Erst vor wenigen Monaten floh er nach Deutschland - nun ist er die deutsche Oscar-Hoffnung: Der iranische Regisseur Mohammad Rasoulof soll mit seinem Film «Die Saat des heiligen Feigenbaums» für Deutschland ins Rennen um den Oscar für den besten internationalen Film gehen, wie German Films, die Auslandsvertretung des deutschen Films, in München mitteilte. Er setzte sich gegen ein Dutzend weitere Bewerberfilme durch.

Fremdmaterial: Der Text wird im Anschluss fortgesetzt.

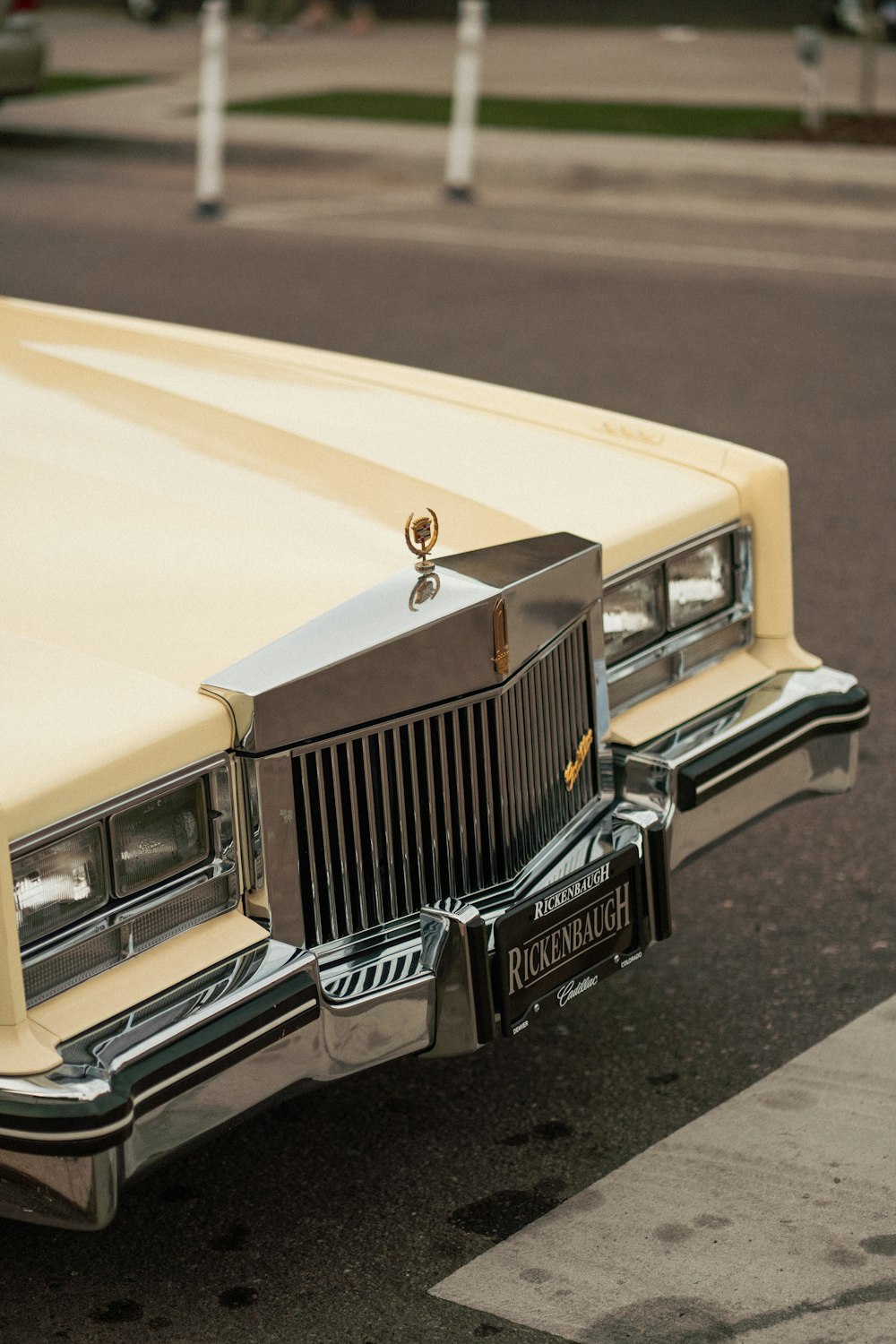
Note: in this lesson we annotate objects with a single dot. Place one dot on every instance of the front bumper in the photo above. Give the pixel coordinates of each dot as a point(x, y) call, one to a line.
point(265, 1024)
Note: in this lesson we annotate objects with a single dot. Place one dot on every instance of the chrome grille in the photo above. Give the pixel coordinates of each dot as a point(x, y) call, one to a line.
point(445, 803)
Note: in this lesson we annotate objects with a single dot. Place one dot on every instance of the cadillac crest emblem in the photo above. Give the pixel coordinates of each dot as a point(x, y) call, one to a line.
point(421, 535)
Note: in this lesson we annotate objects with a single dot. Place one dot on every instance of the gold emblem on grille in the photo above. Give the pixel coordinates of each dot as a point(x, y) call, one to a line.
point(500, 633)
point(573, 766)
point(426, 588)
point(421, 535)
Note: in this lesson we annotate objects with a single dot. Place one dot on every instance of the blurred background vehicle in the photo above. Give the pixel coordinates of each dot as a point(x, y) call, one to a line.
point(23, 47)
point(849, 16)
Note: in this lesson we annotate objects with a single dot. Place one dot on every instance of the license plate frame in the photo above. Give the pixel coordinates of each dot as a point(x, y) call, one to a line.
point(576, 927)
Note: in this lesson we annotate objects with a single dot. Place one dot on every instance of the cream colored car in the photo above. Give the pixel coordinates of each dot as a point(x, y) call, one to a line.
point(282, 800)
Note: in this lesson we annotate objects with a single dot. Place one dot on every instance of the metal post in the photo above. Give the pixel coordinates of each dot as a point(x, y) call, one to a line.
point(212, 93)
point(868, 75)
point(465, 101)
point(810, 51)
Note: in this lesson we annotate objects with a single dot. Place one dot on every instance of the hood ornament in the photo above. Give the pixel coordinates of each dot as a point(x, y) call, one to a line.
point(425, 530)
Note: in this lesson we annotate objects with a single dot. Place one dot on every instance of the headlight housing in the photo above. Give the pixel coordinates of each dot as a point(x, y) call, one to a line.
point(61, 882)
point(699, 582)
point(121, 878)
point(159, 838)
point(633, 615)
point(677, 613)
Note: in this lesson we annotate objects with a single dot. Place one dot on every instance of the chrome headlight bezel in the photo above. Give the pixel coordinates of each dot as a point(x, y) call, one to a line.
point(56, 867)
point(691, 642)
point(134, 918)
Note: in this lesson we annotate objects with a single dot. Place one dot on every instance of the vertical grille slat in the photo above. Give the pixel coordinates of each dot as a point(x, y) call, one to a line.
point(446, 803)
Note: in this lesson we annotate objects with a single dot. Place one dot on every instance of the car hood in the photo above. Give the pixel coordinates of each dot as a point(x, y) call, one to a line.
point(174, 500)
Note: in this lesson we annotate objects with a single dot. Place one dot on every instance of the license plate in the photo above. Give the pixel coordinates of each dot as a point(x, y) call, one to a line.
point(562, 941)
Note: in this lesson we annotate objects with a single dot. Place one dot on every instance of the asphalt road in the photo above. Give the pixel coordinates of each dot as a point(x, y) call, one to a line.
point(330, 1218)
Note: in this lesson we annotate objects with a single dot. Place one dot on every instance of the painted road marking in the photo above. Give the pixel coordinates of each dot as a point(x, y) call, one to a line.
point(771, 1218)
point(379, 217)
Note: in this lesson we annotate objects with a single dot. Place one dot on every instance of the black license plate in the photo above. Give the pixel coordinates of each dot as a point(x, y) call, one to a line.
point(559, 943)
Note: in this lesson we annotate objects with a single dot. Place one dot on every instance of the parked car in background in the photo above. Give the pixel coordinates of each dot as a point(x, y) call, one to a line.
point(23, 48)
point(280, 801)
point(850, 16)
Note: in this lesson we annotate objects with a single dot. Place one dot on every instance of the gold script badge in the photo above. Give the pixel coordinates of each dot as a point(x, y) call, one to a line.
point(573, 766)
point(421, 535)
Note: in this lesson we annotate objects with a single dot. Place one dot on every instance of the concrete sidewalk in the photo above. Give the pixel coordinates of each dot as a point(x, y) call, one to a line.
point(662, 65)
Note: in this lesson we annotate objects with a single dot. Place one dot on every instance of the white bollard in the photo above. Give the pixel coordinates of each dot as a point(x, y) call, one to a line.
point(212, 94)
point(465, 99)
point(810, 50)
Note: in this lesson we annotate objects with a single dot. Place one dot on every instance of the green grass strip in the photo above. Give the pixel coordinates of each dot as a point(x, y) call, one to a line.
point(637, 118)
point(70, 81)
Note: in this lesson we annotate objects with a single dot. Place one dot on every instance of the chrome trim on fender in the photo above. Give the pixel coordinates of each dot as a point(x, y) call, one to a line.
point(252, 1031)
point(791, 737)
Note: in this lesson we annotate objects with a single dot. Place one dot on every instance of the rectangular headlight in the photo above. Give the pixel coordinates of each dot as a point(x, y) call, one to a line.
point(699, 582)
point(159, 838)
point(59, 883)
point(633, 616)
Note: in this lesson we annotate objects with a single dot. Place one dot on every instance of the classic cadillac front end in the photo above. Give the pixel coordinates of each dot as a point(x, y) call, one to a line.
point(281, 801)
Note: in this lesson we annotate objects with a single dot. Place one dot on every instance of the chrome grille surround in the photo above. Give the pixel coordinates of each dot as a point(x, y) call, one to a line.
point(680, 653)
point(443, 803)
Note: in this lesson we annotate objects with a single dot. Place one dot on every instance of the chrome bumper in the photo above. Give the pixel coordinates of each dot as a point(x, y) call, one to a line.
point(263, 1024)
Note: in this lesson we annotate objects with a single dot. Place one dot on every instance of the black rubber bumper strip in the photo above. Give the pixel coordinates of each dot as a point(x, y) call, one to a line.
point(77, 1128)
point(831, 712)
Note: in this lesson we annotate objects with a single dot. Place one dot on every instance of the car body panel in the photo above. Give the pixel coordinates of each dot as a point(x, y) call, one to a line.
point(180, 503)
point(203, 452)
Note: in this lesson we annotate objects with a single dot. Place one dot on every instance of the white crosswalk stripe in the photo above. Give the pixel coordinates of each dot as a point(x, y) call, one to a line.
point(771, 1218)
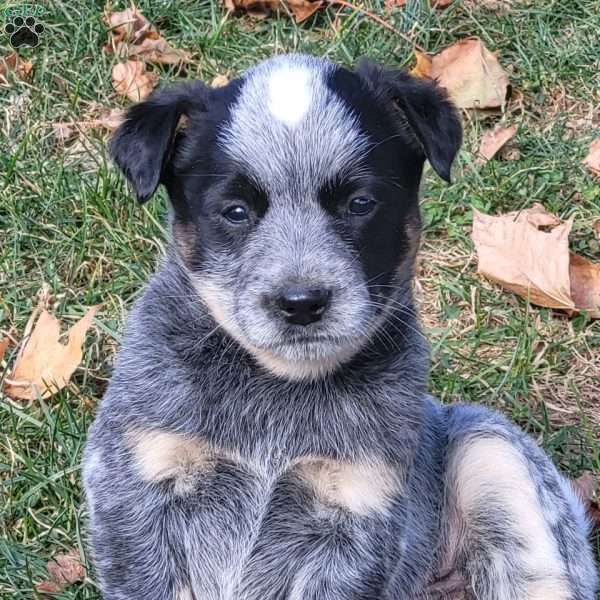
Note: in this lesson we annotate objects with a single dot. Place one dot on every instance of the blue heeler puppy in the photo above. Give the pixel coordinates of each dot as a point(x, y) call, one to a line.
point(267, 433)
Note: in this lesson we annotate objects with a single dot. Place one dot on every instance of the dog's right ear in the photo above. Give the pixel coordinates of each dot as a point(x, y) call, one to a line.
point(142, 145)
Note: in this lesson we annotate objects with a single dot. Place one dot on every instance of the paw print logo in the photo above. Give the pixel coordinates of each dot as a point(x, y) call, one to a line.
point(24, 32)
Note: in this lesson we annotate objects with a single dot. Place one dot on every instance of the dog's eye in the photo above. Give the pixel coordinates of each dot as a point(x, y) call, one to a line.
point(361, 206)
point(236, 214)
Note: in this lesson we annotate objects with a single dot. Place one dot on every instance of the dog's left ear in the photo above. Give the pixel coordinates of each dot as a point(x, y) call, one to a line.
point(425, 106)
point(142, 146)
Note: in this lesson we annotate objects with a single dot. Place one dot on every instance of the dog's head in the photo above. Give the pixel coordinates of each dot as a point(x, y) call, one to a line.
point(294, 193)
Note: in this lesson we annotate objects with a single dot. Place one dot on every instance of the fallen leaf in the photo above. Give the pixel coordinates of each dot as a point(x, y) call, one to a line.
point(156, 51)
point(13, 63)
point(301, 9)
point(586, 486)
point(471, 74)
point(131, 79)
point(219, 81)
point(64, 569)
point(592, 160)
point(527, 252)
point(133, 36)
point(43, 364)
point(63, 132)
point(110, 119)
point(127, 25)
point(494, 139)
point(3, 348)
point(422, 68)
point(389, 4)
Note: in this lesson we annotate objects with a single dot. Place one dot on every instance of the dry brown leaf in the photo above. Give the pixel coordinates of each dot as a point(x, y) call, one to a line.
point(44, 365)
point(471, 74)
point(13, 63)
point(586, 486)
point(64, 132)
point(423, 67)
point(64, 569)
point(3, 347)
point(219, 81)
point(494, 139)
point(301, 9)
point(389, 4)
point(133, 36)
point(527, 252)
point(127, 25)
point(110, 119)
point(592, 160)
point(131, 79)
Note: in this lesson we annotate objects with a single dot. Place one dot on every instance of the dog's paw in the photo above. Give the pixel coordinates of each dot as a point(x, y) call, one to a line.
point(24, 32)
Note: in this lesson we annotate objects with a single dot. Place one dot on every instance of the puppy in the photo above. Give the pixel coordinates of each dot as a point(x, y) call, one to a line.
point(267, 432)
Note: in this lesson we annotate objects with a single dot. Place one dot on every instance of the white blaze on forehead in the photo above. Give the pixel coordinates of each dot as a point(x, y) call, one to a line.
point(290, 93)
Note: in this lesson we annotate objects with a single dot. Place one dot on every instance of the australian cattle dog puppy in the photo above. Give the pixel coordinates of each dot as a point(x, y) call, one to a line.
point(267, 433)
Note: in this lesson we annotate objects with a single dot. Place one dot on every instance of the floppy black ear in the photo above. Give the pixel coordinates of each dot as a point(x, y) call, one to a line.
point(427, 109)
point(141, 146)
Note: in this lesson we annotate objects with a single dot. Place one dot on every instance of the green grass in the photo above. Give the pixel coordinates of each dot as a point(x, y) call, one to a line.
point(66, 220)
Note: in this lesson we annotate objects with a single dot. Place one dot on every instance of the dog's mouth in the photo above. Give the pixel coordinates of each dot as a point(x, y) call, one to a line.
point(311, 347)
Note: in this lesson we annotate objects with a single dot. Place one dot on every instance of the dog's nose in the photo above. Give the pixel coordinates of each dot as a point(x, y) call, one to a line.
point(302, 305)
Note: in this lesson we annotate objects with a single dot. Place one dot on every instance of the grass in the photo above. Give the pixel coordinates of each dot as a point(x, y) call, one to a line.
point(67, 221)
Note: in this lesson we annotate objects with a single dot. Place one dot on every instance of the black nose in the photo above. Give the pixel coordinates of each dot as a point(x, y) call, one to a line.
point(302, 305)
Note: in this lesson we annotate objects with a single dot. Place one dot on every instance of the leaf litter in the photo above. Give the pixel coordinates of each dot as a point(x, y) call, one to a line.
point(493, 140)
point(44, 365)
point(470, 73)
point(64, 569)
point(527, 252)
point(131, 35)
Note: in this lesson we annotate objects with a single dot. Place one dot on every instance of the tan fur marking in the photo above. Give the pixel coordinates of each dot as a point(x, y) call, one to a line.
point(162, 455)
point(184, 593)
point(493, 469)
point(360, 488)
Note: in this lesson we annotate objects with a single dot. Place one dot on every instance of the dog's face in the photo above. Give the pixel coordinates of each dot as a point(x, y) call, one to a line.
point(294, 191)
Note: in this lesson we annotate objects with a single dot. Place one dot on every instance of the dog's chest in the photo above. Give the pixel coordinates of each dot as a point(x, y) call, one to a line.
point(255, 531)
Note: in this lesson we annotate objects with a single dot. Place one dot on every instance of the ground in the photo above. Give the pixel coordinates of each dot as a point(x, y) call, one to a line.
point(66, 220)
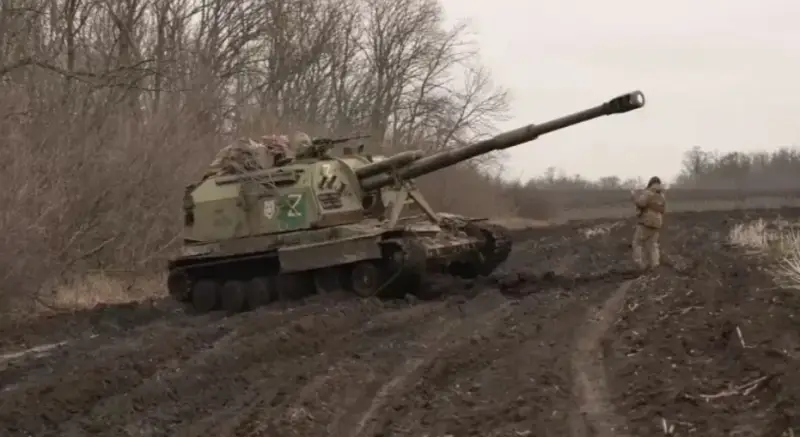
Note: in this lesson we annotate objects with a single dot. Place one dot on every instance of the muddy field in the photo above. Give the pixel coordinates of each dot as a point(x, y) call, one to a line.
point(564, 341)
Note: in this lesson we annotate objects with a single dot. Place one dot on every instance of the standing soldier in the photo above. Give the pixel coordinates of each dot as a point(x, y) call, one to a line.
point(651, 204)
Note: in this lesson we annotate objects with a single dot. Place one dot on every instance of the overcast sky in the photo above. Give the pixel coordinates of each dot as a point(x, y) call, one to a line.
point(720, 74)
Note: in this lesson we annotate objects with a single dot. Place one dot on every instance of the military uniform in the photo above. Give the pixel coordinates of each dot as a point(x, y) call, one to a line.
point(246, 155)
point(651, 204)
point(299, 143)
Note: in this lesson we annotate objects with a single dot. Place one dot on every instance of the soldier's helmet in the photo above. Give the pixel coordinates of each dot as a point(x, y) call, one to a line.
point(278, 147)
point(300, 141)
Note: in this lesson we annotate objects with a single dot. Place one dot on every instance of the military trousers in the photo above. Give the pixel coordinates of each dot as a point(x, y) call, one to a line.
point(645, 247)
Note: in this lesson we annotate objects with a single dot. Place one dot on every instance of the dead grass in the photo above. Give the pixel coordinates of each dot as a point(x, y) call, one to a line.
point(778, 242)
point(100, 288)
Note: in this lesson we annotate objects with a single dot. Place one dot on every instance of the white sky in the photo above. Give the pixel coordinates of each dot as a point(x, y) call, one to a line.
point(720, 74)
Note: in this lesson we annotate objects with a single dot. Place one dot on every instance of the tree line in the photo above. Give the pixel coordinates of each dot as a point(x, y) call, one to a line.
point(700, 169)
point(109, 108)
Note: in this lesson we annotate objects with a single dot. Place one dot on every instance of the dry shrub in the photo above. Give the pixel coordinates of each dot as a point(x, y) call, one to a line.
point(88, 291)
point(777, 241)
point(93, 191)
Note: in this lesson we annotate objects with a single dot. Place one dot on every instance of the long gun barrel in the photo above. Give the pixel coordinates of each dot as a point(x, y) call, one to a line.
point(395, 161)
point(618, 105)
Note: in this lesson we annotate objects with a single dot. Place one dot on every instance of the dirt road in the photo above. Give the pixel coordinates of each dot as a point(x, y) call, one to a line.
point(561, 342)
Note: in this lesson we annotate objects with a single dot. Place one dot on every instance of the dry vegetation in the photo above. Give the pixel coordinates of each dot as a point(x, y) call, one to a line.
point(109, 108)
point(778, 241)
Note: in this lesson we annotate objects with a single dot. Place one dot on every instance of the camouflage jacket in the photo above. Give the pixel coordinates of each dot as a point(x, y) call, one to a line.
point(651, 205)
point(246, 155)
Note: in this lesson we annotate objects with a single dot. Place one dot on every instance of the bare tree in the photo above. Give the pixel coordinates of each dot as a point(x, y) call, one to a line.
point(110, 108)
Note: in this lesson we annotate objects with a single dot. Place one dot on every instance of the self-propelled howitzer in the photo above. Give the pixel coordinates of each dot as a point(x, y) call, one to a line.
point(354, 222)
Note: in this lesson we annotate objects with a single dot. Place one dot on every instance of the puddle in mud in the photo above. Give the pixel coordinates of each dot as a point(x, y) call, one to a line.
point(37, 351)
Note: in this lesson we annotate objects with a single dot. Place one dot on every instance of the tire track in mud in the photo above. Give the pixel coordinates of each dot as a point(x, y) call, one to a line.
point(454, 335)
point(80, 380)
point(185, 389)
point(595, 414)
point(265, 407)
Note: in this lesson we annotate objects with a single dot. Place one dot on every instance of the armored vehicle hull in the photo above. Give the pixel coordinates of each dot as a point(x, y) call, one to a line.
point(325, 223)
point(367, 260)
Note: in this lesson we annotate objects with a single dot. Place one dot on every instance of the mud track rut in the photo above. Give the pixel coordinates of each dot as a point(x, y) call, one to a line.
point(543, 348)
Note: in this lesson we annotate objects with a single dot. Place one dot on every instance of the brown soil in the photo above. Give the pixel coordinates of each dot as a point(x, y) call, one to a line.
point(564, 341)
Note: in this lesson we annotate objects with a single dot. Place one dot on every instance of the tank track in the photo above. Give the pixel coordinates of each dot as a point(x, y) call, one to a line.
point(237, 285)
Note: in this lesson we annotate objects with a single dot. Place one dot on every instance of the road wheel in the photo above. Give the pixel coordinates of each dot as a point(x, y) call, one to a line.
point(365, 279)
point(205, 295)
point(328, 280)
point(178, 285)
point(233, 297)
point(260, 291)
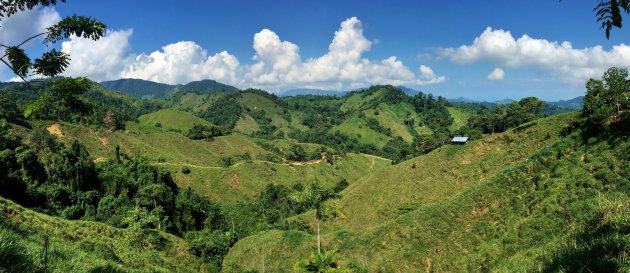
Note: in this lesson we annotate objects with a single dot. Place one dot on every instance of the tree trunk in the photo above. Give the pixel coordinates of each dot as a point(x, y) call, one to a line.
point(318, 241)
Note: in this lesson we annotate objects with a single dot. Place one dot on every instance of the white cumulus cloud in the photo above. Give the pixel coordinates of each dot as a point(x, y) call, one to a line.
point(276, 64)
point(496, 75)
point(427, 75)
point(182, 62)
point(100, 60)
point(500, 48)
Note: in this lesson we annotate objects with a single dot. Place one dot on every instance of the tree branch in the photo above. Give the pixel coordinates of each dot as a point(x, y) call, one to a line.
point(10, 67)
point(33, 37)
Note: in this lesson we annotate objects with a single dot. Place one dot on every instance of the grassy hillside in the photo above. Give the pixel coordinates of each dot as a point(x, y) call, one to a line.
point(355, 127)
point(460, 117)
point(491, 205)
point(82, 246)
point(245, 180)
point(208, 176)
point(172, 120)
point(159, 146)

Film über die politischen Proteste im Iran
«Die Saat des heiligen Feigenbaums» erzählt von den Auswirkungen der politischen Proteste im Iran auf eine Familie. Der Film sei «das Psychogramm der auf Gewalt und Paranoia aufgebauten Theokratie des Iran», hieß es in der Jurybegründung. Rasoulof erzähle «auf subtile Weise von den Rissen innerhalb einer Familie, die stellvertretend sind für die Risse innerhalb der iranischen Gesellschaft. Ein meisterhaft inszenierter und berührend gespielter Film, der Szenen findet, die bleiben.»
Der Film wurde hauptsächlich in Deutschland produziert und kann daher für das Land ins Rennen gehen. «Die Saat des heiligen Feigenbaums» ist nicht nur ein politisch äußerst relevanter, sondern auch ein spannungsgeladener und bewegender Film mit vielschichtigen Charakteren.